Weekly breakfast group called the "Reagan Bunch" keeps former high school classmates together

Thursday, July 12, 2018
Weekly breakfast group called the "Reagan Bunch" keeps former high school classmates together
Weekly breakfast group called the "Reagan Bunch" keeps former high school classmates together

HOUSTON, Texas (KTRK) -- In a city that prides itself on being modern, it's sometimes hard to find the past. That's why a weekly breakfast group that meets in The Heights is a pleasant counterpoint.

For a dozen years, the group that calls itself the "Reagan Bunch" has been meeting over coffee. Their chosen spot is the Yale Drugstore, where they fill a large center table next to the counter.

"We do it to get away from the wives," joked one member. They're all men in their 80s, and they all graduated from Reagan High School, which was renamed Heights High School.

"It got to the point where we weren't planning for 10-year high school reunions," said John Wener, who graduated in the early 1950s and went on to become a civil attorney. "I guess we look at each other like they people we've become. We don't think about just those days."

Howard Moon is a member of the class of 1951. He was a tight end for the Reagan Bulldogs football team, the year the team won the city championship, he said.

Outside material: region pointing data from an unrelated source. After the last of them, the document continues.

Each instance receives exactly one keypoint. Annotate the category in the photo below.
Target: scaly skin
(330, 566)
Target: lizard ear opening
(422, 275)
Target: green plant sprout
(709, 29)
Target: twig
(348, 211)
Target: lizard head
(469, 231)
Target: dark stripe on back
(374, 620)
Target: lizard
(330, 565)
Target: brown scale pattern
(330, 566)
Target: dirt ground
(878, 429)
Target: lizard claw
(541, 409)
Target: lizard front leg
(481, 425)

When asked what he enjoys about meeting with his former classmates each week, he facetiously replied, "for the inspiration, and invigoration that makes me go to work.

At 85, Moon is retired from the insurance business. He also played football at UT.

It's the way friendships used to be before social media transformed them from personal contact into digital.

They celebrate birthdays at the table, remember classmates who've passed on, and recall their childhood memories formed in the Houston Heights.

"Things change over time," said Don Harvey, 84, who's part of the bunch, and still lives in the Heights. "When you look back, and you thought you had it bad, that was our best days."

They are octogenarians, but they're full of life, conversation, and energy. You can see for yourself if you stop by the Yale Drugstore lunch counter on Wednesday morning.

"If you don't have a sense of humor, don't come," said Harvey, with a smile. "We're always saying something about somebody and we laugh it off."